Trump ha offerto rassicurazioni per il futuro durante tutto il conflitto. Ha detto agli americani in diverse occasioni che i prezzi "crolleranno" una volta terminati i combattimenti e ha citato l'abbondante offerta globale di petrolio come fattore di stabilizzazione. Ha anche fatto riferimento a obiettivi post-conflitto fino a 2 dollari al gallone. Queste affermazioni sono speculative e dipendono dalla rapidità con cui si risolveranno le interruzioni nello Stretto di Hormuz.

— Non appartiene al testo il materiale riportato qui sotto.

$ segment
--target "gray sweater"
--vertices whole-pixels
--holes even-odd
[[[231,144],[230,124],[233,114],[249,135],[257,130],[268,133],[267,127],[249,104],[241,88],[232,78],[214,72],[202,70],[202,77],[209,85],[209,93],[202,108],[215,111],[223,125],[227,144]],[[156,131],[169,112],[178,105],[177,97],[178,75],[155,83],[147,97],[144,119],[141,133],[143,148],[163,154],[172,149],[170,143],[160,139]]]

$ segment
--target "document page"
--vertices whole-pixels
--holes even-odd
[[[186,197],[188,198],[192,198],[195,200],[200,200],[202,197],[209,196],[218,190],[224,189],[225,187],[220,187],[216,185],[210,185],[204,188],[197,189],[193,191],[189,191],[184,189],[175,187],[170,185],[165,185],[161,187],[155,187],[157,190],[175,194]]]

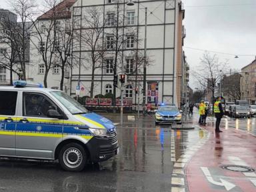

I presidenti hanno un'influenza limitata sui prezzi al dettaglio della benzina a breve termine. Sono i mercati del greggio, i margini di raffinazione, le tasse e i costi di distribuzione a determinare quanto pagano i consumatori. L'amministrazione Trump ha fatto ricorso al rilascio di riserve petrolifere strategiche (SPR) e alle deroghe al Jones Act per alleviare in parte la pressione, con risultati contrastanti.
La traiettoria dei prezzi del 2026 riecheggia il picco del 2022 sotto l'amministrazione Biden, quando l'invasione russa dell'Ucraina ha contribuito a spingere la media nazionale oltre i 5 dollari al gallone. Le guerre tendono a mettere sotto pressione i mercati energetici. I prezzi si sono moderati tra il 2023 e il 2025 prima che l'attuale shock geopolitico invertisse tale tendenza.
I dati dell'AAA non mostrano alcun calo su base settimanale nel periodo a cui Trump ha fatto riferimento. Su base mensile, i prezzi sono aumentati di circa 40 centesimi. Su base annua, sono aumentati di oltre 1,40 dollari. I rapporti settimanali dell'EIA sulla benzina al dettaglio confermano queste cifre. Trump si è attribuito il merito del calo rispetto ai massimi dell'era Biden verificatosi durante il primo anno del suo secondo mandato. Quel calo è stato reale. Ma i dati attuali non supportano l'affermazione secondo cui i prezzi sarebbero scesi questa settimana, in modo sostanziale o meno. I prezzi al dettaglio tendono a seguire il greggio con un ritardo da una a quattro settimane, e storicamente i prezzi salgono più velocemente di quanto scendano — una dinamica talvolta chiamata "razzi e piume". Se il conflitto si placasse e il greggio si ritirasse dai livelli attuali, i consumatori vedrebbero probabilmente un sollievo nel giro di settimane, non di giorni.